For the first time on record, Los Angeles went an entire February without once hitting 70 degrees. And the City of Angels registered its coldest month since 1962, averaging about five degrees colder than normal.
The city of 4 million is known for its mild winters and picture-perfect paradise weather. The average February high is 65, but this February was the exception, coming in about 3.5 degrees below normal and never making it above their Feb. 12 high of 69. In fact, only three days last month were as warm as a typical February day in Los Angeles.
“There has never been a February since records began in … 1877, during which the temperature has failed to reach the 70 degree mark,” wrote the National Weather Service in Oxnard, Calif., in a public information statement. This year marks the “first February in 141 Februaries without a high temperature of at least 70 degrees.” An average February hits 70 degrees half a dozen times.
“This has been one of the colder, wetter winters I’ve experienced,” wrote Jeremy Herbst, a meteorologist who has lived in Los Angeles for more than 15 years. “We’ve had frost on a number of mornings and more rainy/cloudy days than usual.”
Much of the cloud cover over the city that blotted out the sun came on the fringes of atmospheric rivers — large plumes of tropical Pacific moisture that targeted the mid California coast. The corridor of storminess has dropped copious amounts of rain and snow in Northern California, an obscene 300 inches of powder coming down through in Squaw Valley. Wednesday’s record 10.78 inches of rain in Venado, meanwhile, has pushed the rural Sonoma County community to nearly 46 inches for the month. The active weather pattern helped drape blankets of cloudiness over parts of Southern California.
In addition to the dreariness, Los Angeles has seen its fair share of rainfall this month. A record 2.2 inches on Valentine’s Day helped edge it above Seattle for the month. At Los Angeles International Airport, it was the fifth-wettest February on record. Fourteen days recorded rainfall — more than twice the average number.
“One of the nice bonuses is when you’re driving around, there is so much greenery in what is otherwise brown hills/mountains” Herbst wrote. “It looks like another place altogether with the grass growing everywhere all the while knowing that in a few months time, it’s likely to brown/die.

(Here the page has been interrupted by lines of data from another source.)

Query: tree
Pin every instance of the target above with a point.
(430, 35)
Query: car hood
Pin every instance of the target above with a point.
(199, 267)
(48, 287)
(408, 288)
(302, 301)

The other big plus — at least for me and my wife and presumably other homeowners with yards — is our water bill is substantially lower."
But it is not just rain that has been making headlines. Snow showers were even reported at several Los Angeles County beaches on Feb. 21. The flakes flew at Malibu Pier and Leo Carrillo Beach, the flurries approaching sea level in Point Dume.
So “if you think it has been unusually cold this month in Southwestern California” wrote the National Weather Service, “you are correct.”
The damp and chilly conditions aren’t going anywhere. “It looks like we’ll be stuck in this pattern for a bit,” said Rich Thompson, a meteorologist with the Weather Service in Los Angeles. “There are no major changes on the horizon. We have one storm coming in overnight tonight [Friday], and another for Tuesday and Wednesday. It’s a pretty active time for us.”
Many may point to the abnormal chill looming in Los Angeles as evidence contradicting climate change. That is simply not true, however. It all comes down to natural variability that can still exist in a warming world.
Mean February temperatures — including data from this February — have over time risen 5.5 degree since bookkeeping began in 1878. This is a symptom of a warming world. The fact that this has been the coolest February since 1962 does not negate the 2.3 degrees the city has heated up on average since then. Studying climate change is a bit like investing in retirement savings; it is not about the day-to-day or year-to-year fluctuations but, rather, trends over a decade over a generation. And that upward trend is certainly there.
Winters in California, meanwhile, are looking stormier in the years ahead. A recent study lead by Duane Waliser of NASA’s Jet Propulsion Laboratory in Pasadena points to potent atmospheric rivers becoming increasingly common.
Waliser warns “the global frequency of atmospheric river conditions — like heavy rain and strong winds — will actually increase by about 50 percent.”